Supplementary Table 8. Putative in silico plasmid detection in DJ genomes. Contigs were classified into plasmid and chromosomal categories to determine plasmid presence or absence using PlasFlow v1.1.0. Header information is provided in row 1. Information is organized by DJ strain, putative detection (Yes or No) in the PlasFlow Plasmid Call header, followed by predicted plasmid number of different plasmids per genome (Predicted Plasmid Count), followed by plasmid size estimates. Where plasmids were not identified a "-" value is present.

Supplementary Table 9. Analysis of the DJ genomes identified a number of prophage sequences, which are listed. The table includes taxonomic affiliation (prophage, host species, genomic boundaries, NCBI RefSeq & Marker genes) using the IMG/VR approach as well as vContact clusters, along with quality information obtained with CheckV. The host genome, contig number and genomic boundaries are described under the Prohage header, respectively, separated by bars. Headers are provided in row one for other attributes. The table contents several blank cells where there was no hit or information or for visual ease of access.
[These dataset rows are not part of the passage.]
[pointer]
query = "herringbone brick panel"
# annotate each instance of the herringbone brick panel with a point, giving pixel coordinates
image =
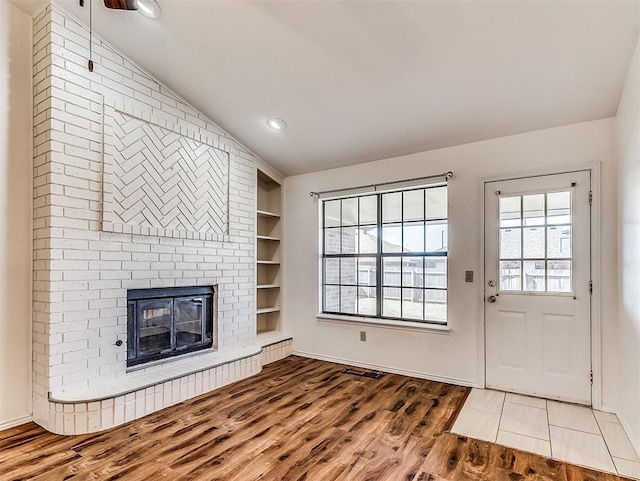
(166, 180)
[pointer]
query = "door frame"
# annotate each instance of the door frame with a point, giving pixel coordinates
(596, 299)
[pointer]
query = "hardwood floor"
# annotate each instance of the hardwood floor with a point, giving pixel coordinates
(300, 419)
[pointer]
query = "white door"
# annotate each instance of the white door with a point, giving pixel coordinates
(537, 286)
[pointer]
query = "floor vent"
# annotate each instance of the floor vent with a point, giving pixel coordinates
(356, 372)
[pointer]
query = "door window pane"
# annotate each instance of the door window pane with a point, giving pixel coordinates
(510, 243)
(559, 208)
(534, 276)
(510, 212)
(559, 276)
(510, 275)
(546, 241)
(392, 207)
(559, 241)
(435, 305)
(533, 242)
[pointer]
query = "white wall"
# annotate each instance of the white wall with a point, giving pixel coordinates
(628, 153)
(452, 356)
(15, 215)
(81, 271)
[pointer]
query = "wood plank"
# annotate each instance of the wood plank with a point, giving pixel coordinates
(299, 419)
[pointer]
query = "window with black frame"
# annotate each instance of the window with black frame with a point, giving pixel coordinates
(385, 255)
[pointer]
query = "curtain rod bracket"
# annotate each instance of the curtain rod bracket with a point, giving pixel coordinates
(447, 175)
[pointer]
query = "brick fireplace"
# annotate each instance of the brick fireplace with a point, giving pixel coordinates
(133, 189)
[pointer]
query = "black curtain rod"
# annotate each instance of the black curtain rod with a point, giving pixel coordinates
(446, 175)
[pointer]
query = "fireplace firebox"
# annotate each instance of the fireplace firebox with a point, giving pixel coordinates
(167, 322)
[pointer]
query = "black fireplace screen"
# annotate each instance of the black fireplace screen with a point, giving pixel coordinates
(168, 322)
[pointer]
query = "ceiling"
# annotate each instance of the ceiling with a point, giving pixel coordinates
(364, 80)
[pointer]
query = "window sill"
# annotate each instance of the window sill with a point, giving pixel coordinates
(386, 323)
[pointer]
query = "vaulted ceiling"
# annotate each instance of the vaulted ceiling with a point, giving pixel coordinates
(359, 81)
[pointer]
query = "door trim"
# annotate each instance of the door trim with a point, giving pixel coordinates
(596, 299)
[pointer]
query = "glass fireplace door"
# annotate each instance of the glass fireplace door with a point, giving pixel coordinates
(154, 327)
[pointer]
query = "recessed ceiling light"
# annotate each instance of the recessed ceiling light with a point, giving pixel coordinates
(149, 8)
(277, 124)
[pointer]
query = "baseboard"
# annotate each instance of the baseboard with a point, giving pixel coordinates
(403, 372)
(15, 422)
(631, 434)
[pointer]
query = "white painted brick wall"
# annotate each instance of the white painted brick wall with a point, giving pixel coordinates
(81, 273)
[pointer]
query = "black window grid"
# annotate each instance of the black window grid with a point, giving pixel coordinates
(379, 257)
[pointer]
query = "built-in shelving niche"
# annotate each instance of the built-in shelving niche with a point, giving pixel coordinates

Supplementary Table 10. CRISPR-Cas systems for ABE clostridia genomes were analyzed for prevalence, diversity, and dynamics in closely related host species. The complete Type I-B system was the most common, detected in all the C. saccharobutylicum, C. saccharoperbutylacetonicum, and C. tetanomorphum genomes, and a minority of genomes from C. butyricum and C. beijerinckii. This dataset identifies CRISPR-Cas systems, arranged by hits to host genome species, and contains details such as the number of spacer sequences, locations, repeat sequences as named in row 1.

Supplementary Table 11. List of matches between industrial clostridia CRISPR spacers and phage sequences. Information about phage sequences was obtained either from this study or from the IMG/VR v3 database. Row 1 of this dataset has descriptive column headers that identify attributes of sequence matches. The host genome (JGI IMG Genome ID), contig number and starting genome coordinate are described under the Spacer header, respectively, separated by bars. Host species are identified, followed array name and additional characteristics such as phage match, ecosystem.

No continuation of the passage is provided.